Islam dan Gender: Keseteraan Gender dalam Prespektif Islam

Islam dan Gender: Keseteraan Gender dalam Prespektif Islam

Moh. Rodi,rodimuhammads50@gmail.com

Prodi Magister Sosiologi, FISHUM, UIN Sunan Kalijaga

Sebelum munculnya gerakan-gerakan feminisme secara masif di dunia Barat, nilai-nilai kesetaraan dan pembebasan perempuan sejatinya telah diperkenalkan dalam ajaran Islam sejak masa Nabi Muhammad saw. Dalam konteks sejarahnya, perempuan memperoleh hak-hak dasar seperti kepemilikan harta, hak atas warisan, partisipasi dalam kegiatan sosial, serta akses terhadap pendidikan dan ilmu pengetahuan. Hal ini menunjukkan bahwa prinsip-prinsip keadilan gender bukanlah konsep asing dalam Islam, melainkan telah menjadi bagian dari visi normatif agama sejak awal kemunculannya. Bahkan, nilai-nilai keseteraan dan pembebasan perempuan sejatinya telah diperkenalkan dalam ajaran islam sendiri sejak masa Nabi Muhammad SAW. Pada masa jahiliyah seorang perempuan tidak mendapatkan hak waris, tetapi ketika islam datang perempuan juga mendapatkan hak waris. Kemudian pada tradisi masyarakat yang sangat membenci kelahiran anak seorang perempuan, ketika islam hadir mereka mengubah sistem tersebut dengan diberikan janji pahala bagi setiap orang yang memperlakukan anak perempuan seperti anak laki-laki. Nilai-nilai yang ada dalam syari’at islam kemudian membengkor sistem struktur patriarki pada masa jahiliyah kala itu. Bahkan catatan yang dilakukan Ruth Roded jumlah dari ribuan sahabat Nabi, 1200 diantaranya adalah kaum perempuan. Pada masa Nabi juga banyak catatan yang menjelaskan bahwasanya para kaum perempuan berhasil menguasai tahta kekuasaan politik, sehingga pada masa nabi relasi antara laki-laki dan perempuan terjadi dengan setara dan ideal.
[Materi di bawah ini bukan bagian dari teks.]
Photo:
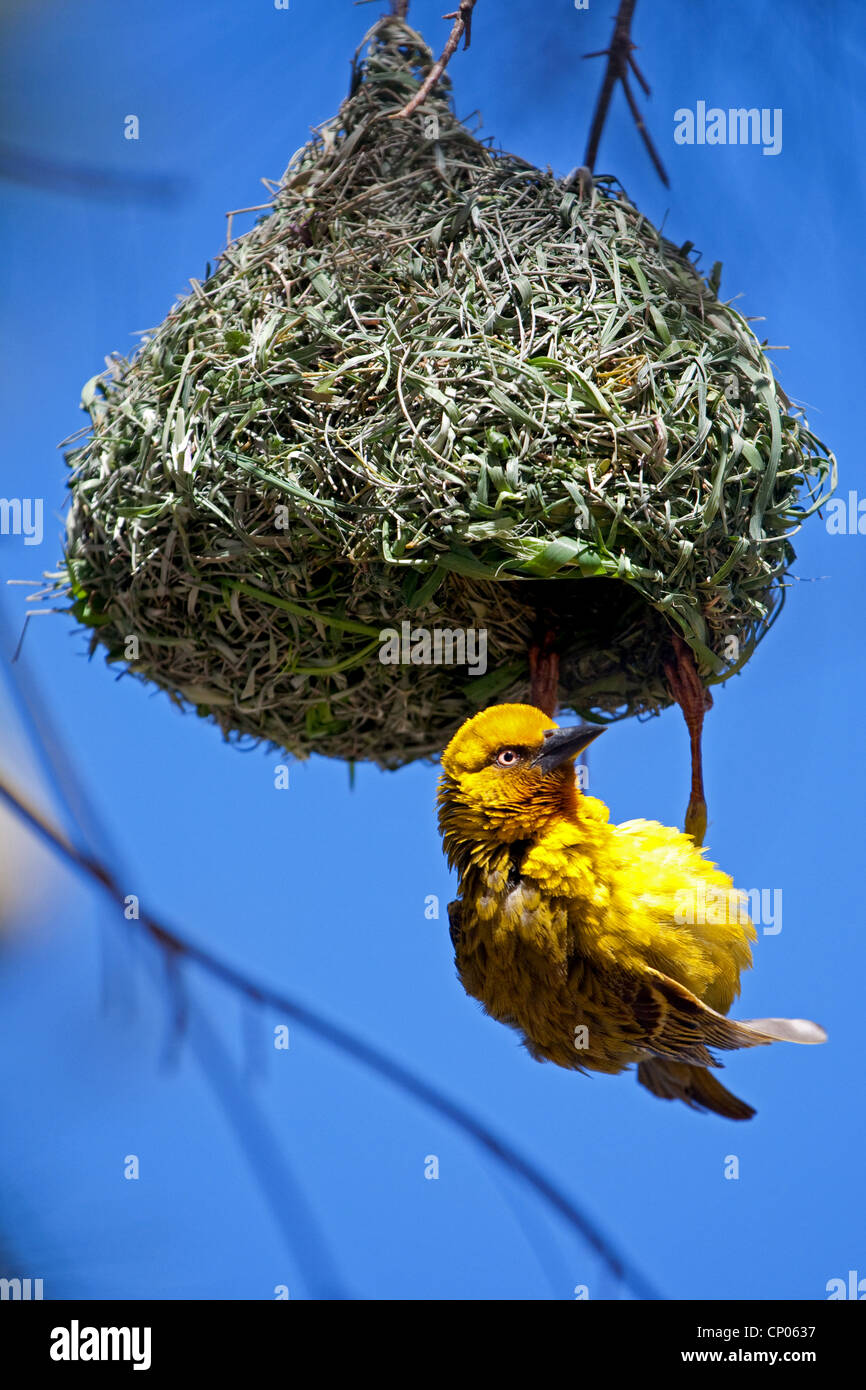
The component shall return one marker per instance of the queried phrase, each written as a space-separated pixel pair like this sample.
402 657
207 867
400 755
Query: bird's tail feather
692 1084
786 1030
Munculnya gerakan-gerakan perempuan di Barat dengan memperjuangkan isu kesetaraan gender, kemudian mendorong kemunculan gerakan feminisme Islam di dunia Muslim. Gerakan perempuan di negara-negara muslim kemudian muncul yang bertujuan untuk mengubah struktur sosial dan ekonomi yang dianggap merugikan perempuan, serta menafsirkan ulang peran dan posisi perempuan dalam kerangka nilai-nilai keadilan yang sejalan dengan ajaran Islam. Faktor yang menyebabkan status perempuan dirugikan yakni akibat kolinalisme, sebab pada awal dekade abad 20 M, beberapa perempuan khususnya para pekerja kelas bawah di kota-kota seperti Mesir dan Syiria mengalami penindasan akibat konsekuensi dari perubahan model ekonomi dan politik. Akibat hal tersebut, untuk pertama kalinya muncul sebuah topik perempuan naik ke permukaan dalam menentang konsekuensi tersebut. Gerakan-gerakan tersebut kemudian dikenal dengan istilah tahrirul mar’ah, yang mana gerakan tersebut merupakan gerakan perempuan muslim yang dimulai dari negara-negara Timur.
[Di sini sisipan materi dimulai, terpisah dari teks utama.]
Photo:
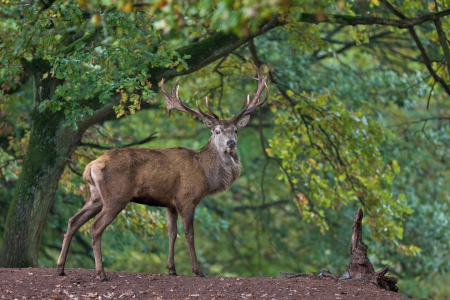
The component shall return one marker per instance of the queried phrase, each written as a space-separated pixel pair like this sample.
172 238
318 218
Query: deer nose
231 143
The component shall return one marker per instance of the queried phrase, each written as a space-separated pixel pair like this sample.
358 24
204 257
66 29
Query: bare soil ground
31 283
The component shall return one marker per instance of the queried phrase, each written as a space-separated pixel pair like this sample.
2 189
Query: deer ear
208 123
242 122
Kemudian wacana dalam islam tentang gerakan perempuan berkembang di Mesir, yang bermula dari banyaknya para pemikir modern di Mesir yang pernah belajar di Eropa. Kemudian berlanjut dari banyaknya beberapa sarjana yang mulai pulang dari Eropa, seperti Rifa’ah Tahtawi yang pernah belajar di Prancis. Selain itu, Rifa’ah Tahtawi juga menjadi pelopor dalam gerakan pembaharuan Mesir dalam berbagai bidang, yang dianggap sebagai kebutuhan Mesir pada kala itu butuh dalam hal kemajuan ilmu pengetahuan dan teknologi. Berangkat dari kebutuhan tersebut, ia mempolopori masyarakat untuk melakukan pembaharuan baik dari sektor keagamaan, budaya dan sosial. Salah satunya adalah pembaharuan terhadap kondisi kaum perempuan dan juga memberikan hak-hak mereka yang sudah ditetapkan dalam syariat agama islam.
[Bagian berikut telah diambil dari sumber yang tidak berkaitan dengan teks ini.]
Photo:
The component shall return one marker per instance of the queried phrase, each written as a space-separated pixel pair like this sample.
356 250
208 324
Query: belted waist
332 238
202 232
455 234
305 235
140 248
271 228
Salah satu karya dari Rifa’ah Tahtawi yang menjelaskan tentang reformasi terhadap kondisi perempuan kala itu yakni berjudul “al-Mursyid al-Amin Li al-Banat wa al-banin”. Dalam karyanya tersebut terdapat beberapa konsep pengajaran terhadap kaum perempuan, dalam memperbaiki dan mereformasi kehidupan mereka yang mengalami penindasan. Gerakan perempuan yang dikehendaki oleh Rifa’ah sendiri bukanlah seperti gerakan perempuan yang dikehendaki di Barat, akan tetapi gerakan perempuan yang ingin membebaskan dan memperjuangkan hak-haknya yang masih tetap dalam bingkai-bingkai atau ketentuan agama Islam. Kemudian Rifa’ah Tahtawi terkenal sebagai tokoh gerakan perempuan dalam tahrirul mar’ah, khususnya di negara Mesir dan di negara islam sendiri.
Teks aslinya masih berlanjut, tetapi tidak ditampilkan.